Abstract How innate lymphoid cells (ILCs) secrete cytokines is not well understood. High mobility group box (HMGB) may be involved in secreting IL17 or IL22 in ILCs. Extracellular HMGB1 may be related with the pathogenesis of Sjögren syndrome. We here investigated that administration of anti-HMGB1 might attenuate dry eyes by modulating ILCs in mouse model of Sjögren syndrome. This study was conducted in conformance with the FASEB Statement of Principles for the use of animals in research and education. 10 weeks-old NOD. B10 or B6 mice had been subconjunctivally injected by 0.02 to 2 ug of anti-HMGB1 antibodies or PBS for 2 weeks.

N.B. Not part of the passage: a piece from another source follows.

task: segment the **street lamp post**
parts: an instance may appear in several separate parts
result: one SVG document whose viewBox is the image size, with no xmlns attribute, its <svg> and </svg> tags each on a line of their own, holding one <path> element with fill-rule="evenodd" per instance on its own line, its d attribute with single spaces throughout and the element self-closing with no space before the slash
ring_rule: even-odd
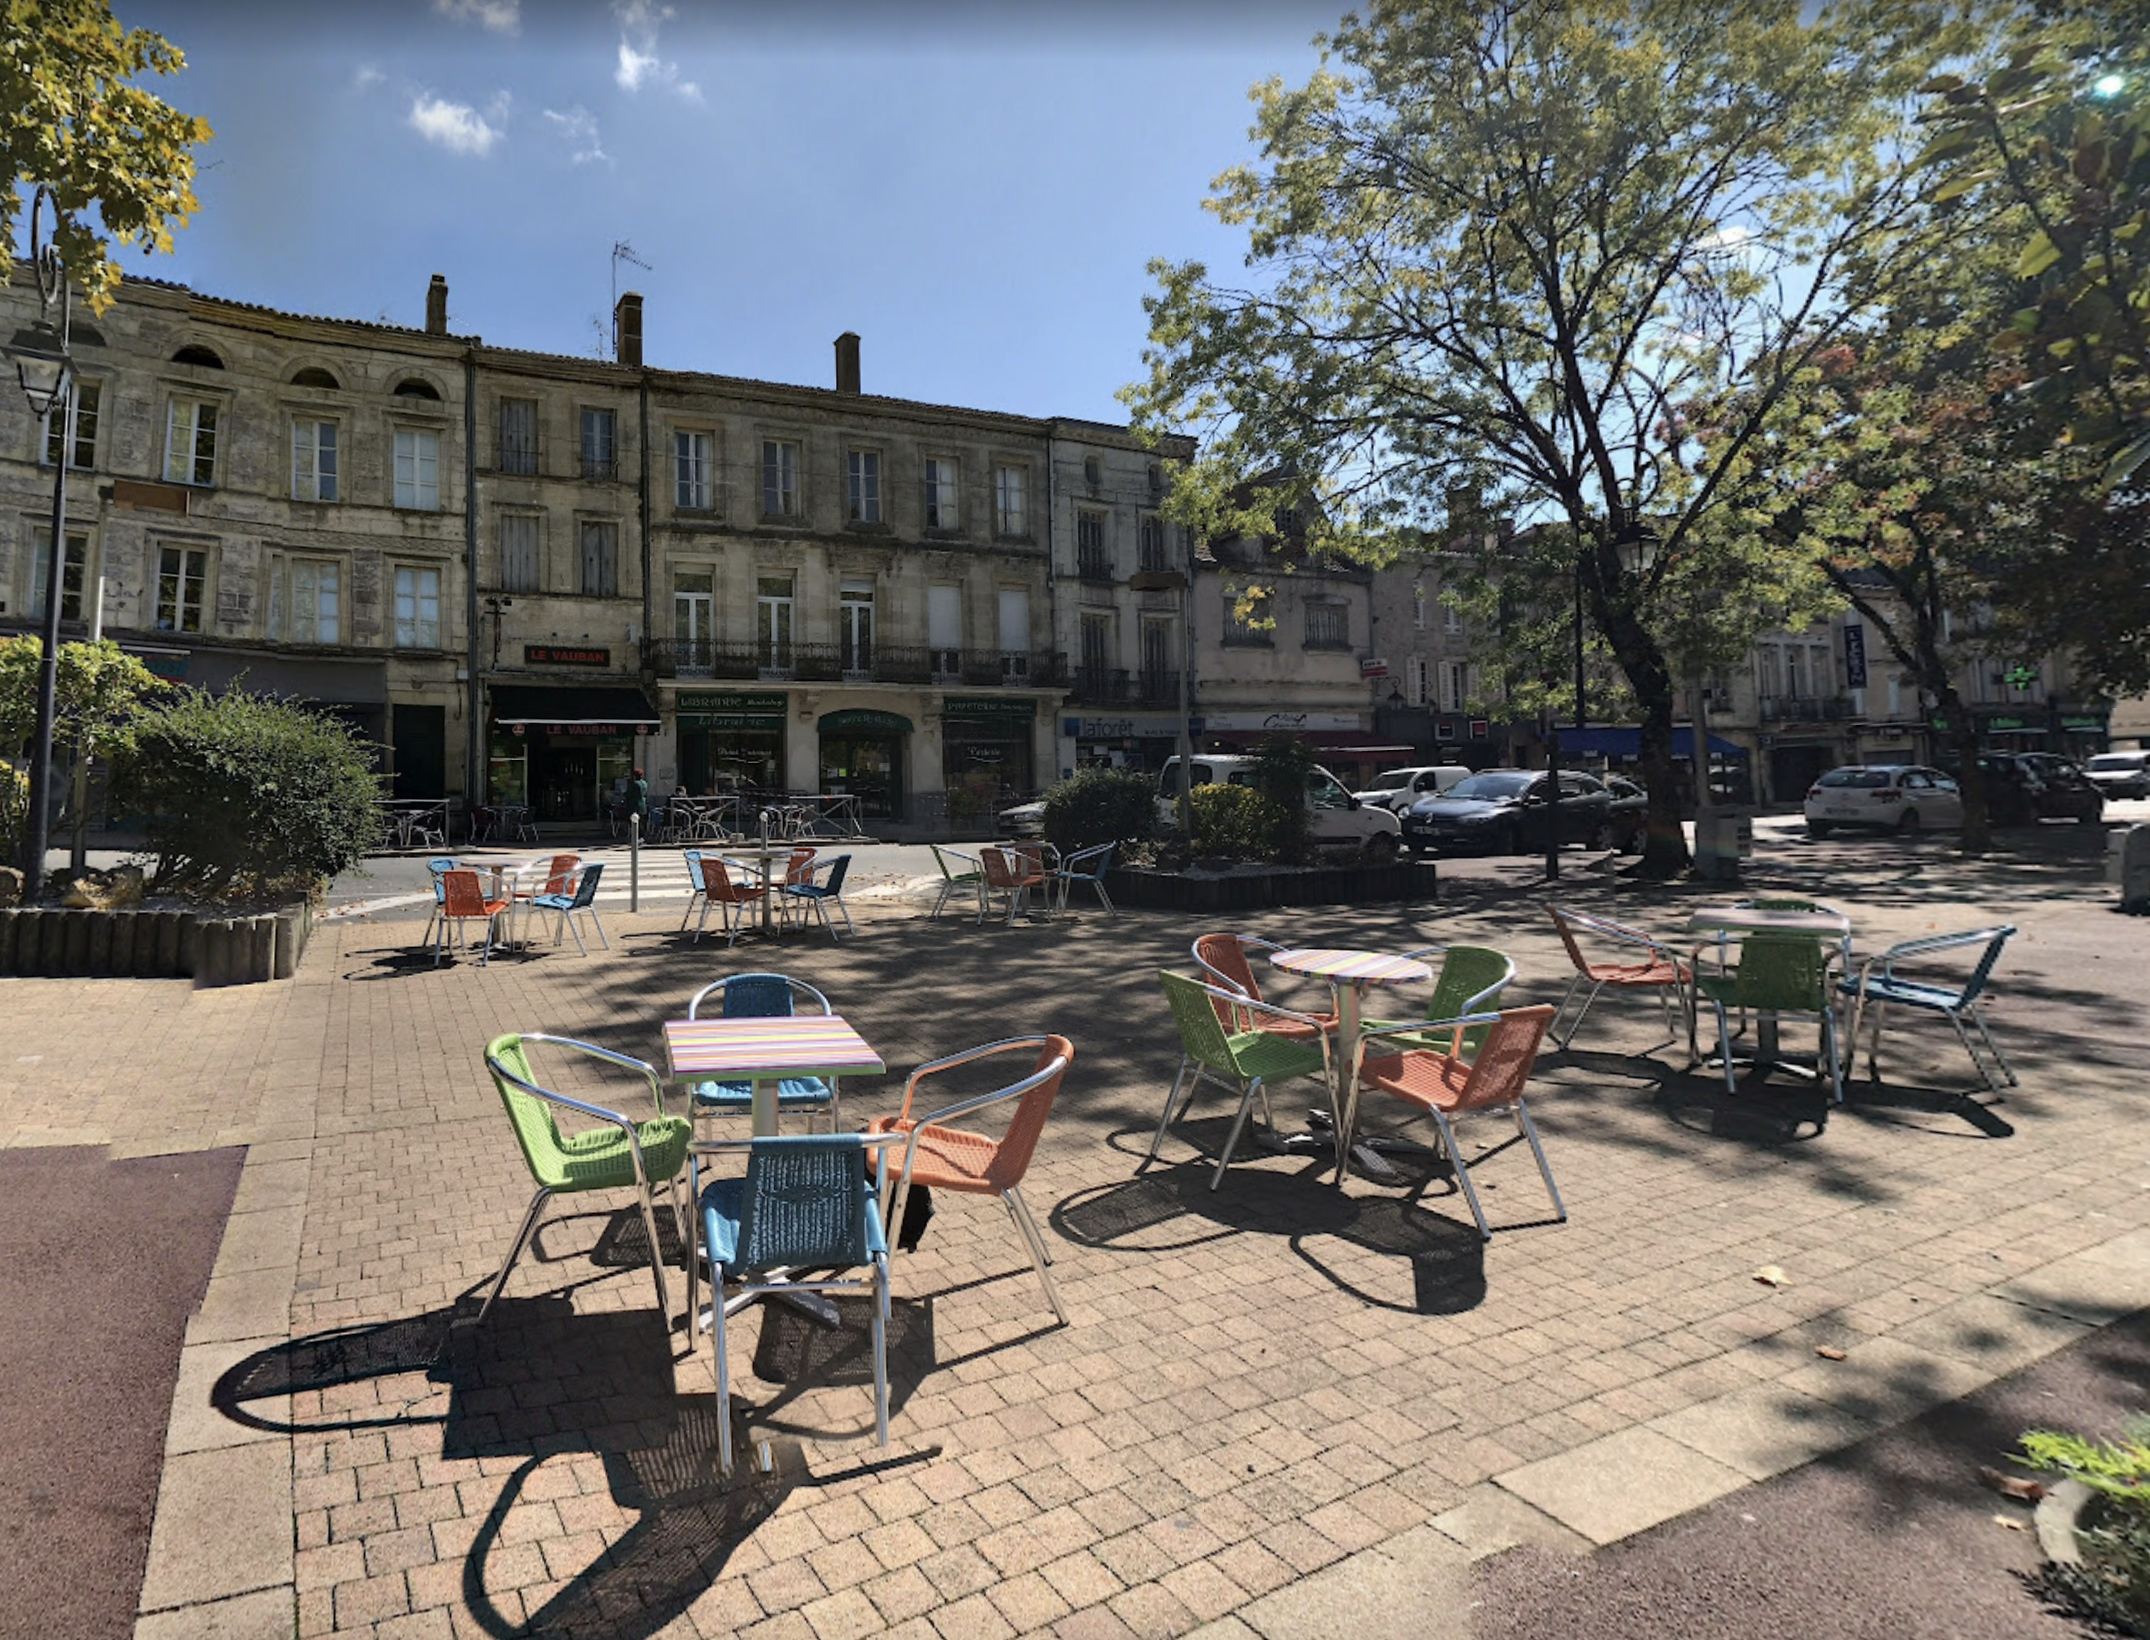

Injection of anti-HMGB1 attenuated corneal epithelial erosions significantly by fluorescein staining and increased tear secretion transiently by phenol-red thread test. After stimulation of the cells from Peyer’s patches or cervical drainage lymph nodes by IL1b and IL23, cells were negatively gated using anti-mouse CD3-PerCP-Cy5.5 and B220-FITC, and were positively gated using anti-mouse CD45-APC-Cy7, NKp46-APC and IL22-PE. The percentages and the numbers of NKp46+IL22 or NKp46-IL22 secreting cells were increased in cervical lymph nodes of anti-HMGB1 injected mice compared with those in PBS injected mice. While, those were not significantly changed in Peyer’s patches of anti-HMGB1 or PBS injected mice. Together, data demonstrate that administration of anti-HMGB1 attenuates dry eyes by increasing IL-22-secreting ILCs in mouse model of Sjögren syndrome.